MONTICELLO — In today’s society, workplace stress is all too common.
For correction officers working in jails and prisons, however, that stress isn’t just an annoyance. Studies have shown that the physical and psychological toll of the job means correction officers die, on average, 12 years earlier than the general population.
While deputy sheriffs and other officers working in our county jails face many of the same dangers and stressful situations as police officers on the street, they aren’t eligible for the same retirement plan that allows them to retire after 20 years.
Now, CSEA members working at the Sullivan County Jail have teamed up with fellow county jail deputies and officers across the state to ask state lawmakers and Gov. Andrew Cuomo to allow them equity by giving counties the go-ahead to opt them into a 20-year retirement plan.

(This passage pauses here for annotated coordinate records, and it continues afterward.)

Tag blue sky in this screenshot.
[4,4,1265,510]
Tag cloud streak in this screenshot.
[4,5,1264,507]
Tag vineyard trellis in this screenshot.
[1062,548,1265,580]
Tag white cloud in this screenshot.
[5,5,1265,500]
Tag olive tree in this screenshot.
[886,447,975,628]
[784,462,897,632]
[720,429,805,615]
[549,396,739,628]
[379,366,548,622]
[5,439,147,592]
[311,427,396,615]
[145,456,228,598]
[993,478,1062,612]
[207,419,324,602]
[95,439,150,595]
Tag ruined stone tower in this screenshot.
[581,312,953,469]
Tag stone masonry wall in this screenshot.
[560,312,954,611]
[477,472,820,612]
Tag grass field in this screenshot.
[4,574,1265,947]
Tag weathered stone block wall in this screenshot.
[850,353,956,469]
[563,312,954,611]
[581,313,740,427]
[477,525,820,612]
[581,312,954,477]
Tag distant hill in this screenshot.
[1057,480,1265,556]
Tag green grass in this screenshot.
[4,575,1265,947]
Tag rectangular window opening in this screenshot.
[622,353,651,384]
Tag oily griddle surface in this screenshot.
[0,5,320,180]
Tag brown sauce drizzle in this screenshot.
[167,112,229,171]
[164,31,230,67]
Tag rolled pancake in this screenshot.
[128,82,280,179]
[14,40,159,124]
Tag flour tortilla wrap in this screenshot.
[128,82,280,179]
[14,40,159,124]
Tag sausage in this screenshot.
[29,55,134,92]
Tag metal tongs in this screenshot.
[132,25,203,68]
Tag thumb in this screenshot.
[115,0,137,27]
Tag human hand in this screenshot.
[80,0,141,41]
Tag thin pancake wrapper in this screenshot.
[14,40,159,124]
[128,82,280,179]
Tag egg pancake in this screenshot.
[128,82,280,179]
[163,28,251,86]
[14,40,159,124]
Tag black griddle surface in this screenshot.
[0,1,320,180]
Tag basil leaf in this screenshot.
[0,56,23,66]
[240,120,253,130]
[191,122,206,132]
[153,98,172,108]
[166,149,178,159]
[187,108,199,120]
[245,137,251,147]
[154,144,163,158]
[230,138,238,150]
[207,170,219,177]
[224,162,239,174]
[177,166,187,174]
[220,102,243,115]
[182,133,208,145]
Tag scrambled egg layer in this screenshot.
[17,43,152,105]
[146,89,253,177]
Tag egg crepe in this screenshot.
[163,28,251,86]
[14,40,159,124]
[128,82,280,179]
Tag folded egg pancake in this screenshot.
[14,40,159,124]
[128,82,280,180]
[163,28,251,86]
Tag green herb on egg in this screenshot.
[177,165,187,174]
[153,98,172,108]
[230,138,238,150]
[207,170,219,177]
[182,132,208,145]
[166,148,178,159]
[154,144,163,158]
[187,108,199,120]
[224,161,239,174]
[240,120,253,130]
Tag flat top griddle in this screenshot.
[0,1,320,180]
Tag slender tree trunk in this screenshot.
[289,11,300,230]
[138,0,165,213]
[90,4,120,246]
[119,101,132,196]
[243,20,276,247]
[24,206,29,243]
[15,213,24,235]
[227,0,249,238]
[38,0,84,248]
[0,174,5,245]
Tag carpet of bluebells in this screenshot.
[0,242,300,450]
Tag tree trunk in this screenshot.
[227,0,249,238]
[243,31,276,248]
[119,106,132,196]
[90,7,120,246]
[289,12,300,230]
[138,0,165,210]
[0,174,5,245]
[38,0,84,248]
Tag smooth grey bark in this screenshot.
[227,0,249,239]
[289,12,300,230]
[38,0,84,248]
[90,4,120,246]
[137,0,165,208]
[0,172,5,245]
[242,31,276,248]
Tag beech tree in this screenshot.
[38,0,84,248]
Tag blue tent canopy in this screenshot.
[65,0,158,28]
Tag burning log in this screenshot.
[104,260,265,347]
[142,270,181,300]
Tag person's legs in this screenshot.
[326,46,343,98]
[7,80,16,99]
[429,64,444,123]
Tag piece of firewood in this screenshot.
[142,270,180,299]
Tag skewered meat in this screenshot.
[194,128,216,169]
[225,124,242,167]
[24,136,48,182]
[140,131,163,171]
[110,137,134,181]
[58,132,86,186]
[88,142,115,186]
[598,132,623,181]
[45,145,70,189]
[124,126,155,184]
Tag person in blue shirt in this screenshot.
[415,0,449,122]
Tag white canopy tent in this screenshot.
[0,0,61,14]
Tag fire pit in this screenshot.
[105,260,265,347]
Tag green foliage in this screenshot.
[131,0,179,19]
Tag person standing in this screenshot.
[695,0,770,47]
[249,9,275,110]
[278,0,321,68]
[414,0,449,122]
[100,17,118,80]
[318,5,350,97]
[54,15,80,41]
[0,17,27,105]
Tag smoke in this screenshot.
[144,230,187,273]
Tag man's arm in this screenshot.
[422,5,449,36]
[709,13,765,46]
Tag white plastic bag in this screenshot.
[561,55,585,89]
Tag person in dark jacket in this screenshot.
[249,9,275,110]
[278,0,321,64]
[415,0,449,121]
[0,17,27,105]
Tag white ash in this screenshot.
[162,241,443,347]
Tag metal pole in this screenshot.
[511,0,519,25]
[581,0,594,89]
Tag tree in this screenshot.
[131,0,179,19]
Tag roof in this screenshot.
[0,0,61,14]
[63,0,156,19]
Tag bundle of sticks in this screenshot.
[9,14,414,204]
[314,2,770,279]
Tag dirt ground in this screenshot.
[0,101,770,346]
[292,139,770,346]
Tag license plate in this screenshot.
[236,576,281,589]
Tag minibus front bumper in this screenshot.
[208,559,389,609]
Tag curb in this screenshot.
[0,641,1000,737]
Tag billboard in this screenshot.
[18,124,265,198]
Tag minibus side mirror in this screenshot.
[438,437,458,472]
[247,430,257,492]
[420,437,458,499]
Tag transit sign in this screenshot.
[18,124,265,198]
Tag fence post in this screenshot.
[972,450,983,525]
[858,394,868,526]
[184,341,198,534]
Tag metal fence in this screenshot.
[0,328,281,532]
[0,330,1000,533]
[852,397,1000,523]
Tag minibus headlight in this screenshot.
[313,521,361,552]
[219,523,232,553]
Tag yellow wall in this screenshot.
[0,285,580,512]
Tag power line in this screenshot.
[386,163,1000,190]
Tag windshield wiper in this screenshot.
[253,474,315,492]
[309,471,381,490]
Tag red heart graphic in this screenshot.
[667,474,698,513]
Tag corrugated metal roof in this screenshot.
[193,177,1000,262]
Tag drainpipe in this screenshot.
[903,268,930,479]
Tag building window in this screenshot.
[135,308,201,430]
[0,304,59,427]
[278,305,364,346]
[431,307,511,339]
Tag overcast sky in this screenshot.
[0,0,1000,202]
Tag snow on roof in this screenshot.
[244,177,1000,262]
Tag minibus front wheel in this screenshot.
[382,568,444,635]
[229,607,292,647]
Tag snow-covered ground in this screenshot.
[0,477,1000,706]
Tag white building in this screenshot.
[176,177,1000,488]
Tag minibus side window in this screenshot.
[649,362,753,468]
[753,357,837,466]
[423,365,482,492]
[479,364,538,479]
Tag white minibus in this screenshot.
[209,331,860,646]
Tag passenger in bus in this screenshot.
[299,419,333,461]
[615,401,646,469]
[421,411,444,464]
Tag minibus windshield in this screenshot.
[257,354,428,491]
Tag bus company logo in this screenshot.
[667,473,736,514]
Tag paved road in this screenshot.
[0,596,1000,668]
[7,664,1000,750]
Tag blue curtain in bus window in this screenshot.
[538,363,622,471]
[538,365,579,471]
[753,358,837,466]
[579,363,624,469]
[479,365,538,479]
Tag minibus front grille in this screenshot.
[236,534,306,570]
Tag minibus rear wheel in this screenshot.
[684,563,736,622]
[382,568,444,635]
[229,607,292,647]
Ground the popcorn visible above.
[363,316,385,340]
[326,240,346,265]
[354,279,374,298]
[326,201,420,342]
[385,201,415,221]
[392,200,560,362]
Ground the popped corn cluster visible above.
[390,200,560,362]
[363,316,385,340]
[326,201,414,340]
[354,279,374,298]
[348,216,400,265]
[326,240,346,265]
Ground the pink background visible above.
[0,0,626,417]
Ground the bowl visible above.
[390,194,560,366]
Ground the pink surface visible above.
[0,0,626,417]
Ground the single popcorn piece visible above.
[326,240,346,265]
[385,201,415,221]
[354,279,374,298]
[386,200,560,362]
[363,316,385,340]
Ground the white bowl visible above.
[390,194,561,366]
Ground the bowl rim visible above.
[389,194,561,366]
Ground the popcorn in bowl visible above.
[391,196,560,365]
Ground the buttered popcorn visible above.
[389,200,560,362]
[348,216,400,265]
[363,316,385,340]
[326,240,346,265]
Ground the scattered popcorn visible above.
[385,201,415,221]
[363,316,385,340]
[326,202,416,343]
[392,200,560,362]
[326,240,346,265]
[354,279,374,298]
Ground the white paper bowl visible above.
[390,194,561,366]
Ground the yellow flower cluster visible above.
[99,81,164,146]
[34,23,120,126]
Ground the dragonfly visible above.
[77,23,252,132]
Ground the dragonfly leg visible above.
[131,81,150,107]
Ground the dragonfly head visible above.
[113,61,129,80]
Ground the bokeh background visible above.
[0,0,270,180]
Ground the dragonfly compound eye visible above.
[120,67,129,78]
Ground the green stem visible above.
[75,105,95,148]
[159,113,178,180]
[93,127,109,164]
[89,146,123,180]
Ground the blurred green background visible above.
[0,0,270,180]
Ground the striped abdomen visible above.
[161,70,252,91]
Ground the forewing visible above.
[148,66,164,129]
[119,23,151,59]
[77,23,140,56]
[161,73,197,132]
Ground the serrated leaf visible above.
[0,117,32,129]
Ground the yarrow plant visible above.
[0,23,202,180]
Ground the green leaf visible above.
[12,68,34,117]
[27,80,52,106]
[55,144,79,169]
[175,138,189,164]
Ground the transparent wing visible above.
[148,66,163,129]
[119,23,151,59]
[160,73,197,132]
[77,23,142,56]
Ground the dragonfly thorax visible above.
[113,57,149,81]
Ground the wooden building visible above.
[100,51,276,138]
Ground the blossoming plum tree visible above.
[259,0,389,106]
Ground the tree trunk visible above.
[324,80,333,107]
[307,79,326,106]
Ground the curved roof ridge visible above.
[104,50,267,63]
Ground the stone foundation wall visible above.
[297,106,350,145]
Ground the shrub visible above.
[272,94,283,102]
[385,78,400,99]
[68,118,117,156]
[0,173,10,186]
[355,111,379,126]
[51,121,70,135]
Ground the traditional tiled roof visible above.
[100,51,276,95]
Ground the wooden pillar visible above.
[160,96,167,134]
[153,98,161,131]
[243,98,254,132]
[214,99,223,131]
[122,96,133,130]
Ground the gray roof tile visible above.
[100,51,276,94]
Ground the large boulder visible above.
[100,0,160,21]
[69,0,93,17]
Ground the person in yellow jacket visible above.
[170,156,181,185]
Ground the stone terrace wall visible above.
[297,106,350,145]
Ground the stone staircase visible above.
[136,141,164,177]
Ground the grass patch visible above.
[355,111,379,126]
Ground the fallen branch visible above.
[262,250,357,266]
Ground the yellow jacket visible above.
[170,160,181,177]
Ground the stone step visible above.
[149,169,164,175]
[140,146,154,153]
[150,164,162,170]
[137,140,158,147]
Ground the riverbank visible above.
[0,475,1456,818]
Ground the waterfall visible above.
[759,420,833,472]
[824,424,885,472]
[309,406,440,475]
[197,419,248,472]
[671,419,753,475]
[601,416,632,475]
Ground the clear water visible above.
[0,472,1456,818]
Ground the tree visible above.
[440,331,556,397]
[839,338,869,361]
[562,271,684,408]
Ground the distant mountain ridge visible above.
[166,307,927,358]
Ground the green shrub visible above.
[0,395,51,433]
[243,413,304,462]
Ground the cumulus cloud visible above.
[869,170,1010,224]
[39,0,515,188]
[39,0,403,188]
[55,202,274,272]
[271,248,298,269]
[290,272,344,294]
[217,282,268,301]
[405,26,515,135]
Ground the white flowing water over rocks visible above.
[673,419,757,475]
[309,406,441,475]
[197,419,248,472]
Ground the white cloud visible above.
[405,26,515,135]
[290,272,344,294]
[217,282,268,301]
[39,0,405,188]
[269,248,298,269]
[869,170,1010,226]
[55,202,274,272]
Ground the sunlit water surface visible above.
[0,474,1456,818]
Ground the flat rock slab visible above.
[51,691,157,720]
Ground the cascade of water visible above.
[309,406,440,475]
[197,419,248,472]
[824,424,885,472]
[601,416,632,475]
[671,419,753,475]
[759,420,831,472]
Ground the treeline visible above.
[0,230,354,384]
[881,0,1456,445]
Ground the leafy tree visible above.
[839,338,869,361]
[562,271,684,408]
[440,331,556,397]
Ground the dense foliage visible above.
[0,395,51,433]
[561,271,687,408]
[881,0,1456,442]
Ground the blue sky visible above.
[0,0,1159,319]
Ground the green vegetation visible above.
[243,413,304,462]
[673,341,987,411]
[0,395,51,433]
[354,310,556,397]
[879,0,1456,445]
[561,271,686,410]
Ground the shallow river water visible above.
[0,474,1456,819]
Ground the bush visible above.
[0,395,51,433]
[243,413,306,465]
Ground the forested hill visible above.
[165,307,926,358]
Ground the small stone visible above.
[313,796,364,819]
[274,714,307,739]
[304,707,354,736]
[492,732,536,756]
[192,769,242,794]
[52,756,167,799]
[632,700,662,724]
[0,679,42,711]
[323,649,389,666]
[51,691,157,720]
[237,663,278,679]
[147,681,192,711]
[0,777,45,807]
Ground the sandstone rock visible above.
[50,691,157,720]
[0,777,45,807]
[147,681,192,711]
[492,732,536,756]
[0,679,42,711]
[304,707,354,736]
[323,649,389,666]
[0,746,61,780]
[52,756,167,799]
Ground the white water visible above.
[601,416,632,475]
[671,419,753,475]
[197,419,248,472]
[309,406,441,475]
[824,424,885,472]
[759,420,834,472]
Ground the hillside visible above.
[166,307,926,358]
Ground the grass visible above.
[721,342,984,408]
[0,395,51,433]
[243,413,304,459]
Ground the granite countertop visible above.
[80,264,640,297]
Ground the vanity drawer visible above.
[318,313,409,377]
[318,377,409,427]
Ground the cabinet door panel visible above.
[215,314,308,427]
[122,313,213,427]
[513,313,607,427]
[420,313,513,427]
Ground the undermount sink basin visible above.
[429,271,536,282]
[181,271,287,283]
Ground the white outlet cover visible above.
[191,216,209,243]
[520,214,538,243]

Retirement equity fight spurs activism
“Getting a 20-year retirement option is essential to all of us,” said Sullivan County Jail Unit President-Elect John Wagner, citing the stress and health problems many officers face due to a chaotic work environment, regular overtime, high worker turnover and the mental health issues many inmates face.
Wagner and several co-workers recently met with state senators and Assemblymembers in Albany, asking their support for legislation that would allow counties the option to include jail deputies and officers in the 20-year retirement plan.
They also enlisted the help of Assemblymember Aileen Gunther, who represents Sullivan County. Our CSEA Political Action Department issued a memorandum in support of the legislation, stating “the constant risk of injury and the stress of working in a grueling atmosphere should warrant corrections officers the ability to receive the same retirement benefits as other law enforcement.”
As this edition went to press, the legislation (S.1850/A. 6277) was headed to Cuomo’s desk after passing the Senate and Assembly. Cuomo vetoed an earlier version of the bill last year.
CSEA members at the Sullivan County Jail have the support of their sheriff and undersheriff.
“Corrections is some of the hardest work,” said Sullivan County Sheriff Michael Schiff. “Police officers in our state fall under a 20-year retirement system. I see no reason why the deputies in our jail shouldn’t have the same.”
Undersheriff Eric Chaboty noted that workers in the Sullivan County Jail not only deal with inmates charged with alleged crimes; many of those same inmates wind up in jail after actions related to untreated mental illness.
“Our deputy sheriffs in the jail walk the toughest beat in Sullivan County,” Chaboty said. “Corrections has become the front line in mental health treatment. Many of our inmates wind up here because there are no longer any facilities to treat them.”
Support from our union
Southern Region President Billy Riccaldo expressed his support for the proposed legislation, noting that in addition to inmates facing mental illness, correction officers face higher rates than average of suicide, alcohol abuse and post-traumatic stress disorder.
Sullivan County Local President Charles Wyant said local members are behind their brothers and sisters from the Sullivan County Jail Unit.
“They do a tough job,” Wyant said. “They are in the jail with no escape from the stress that comes with being there. We’re proud that our members there have stepped up to help get this bill passed.”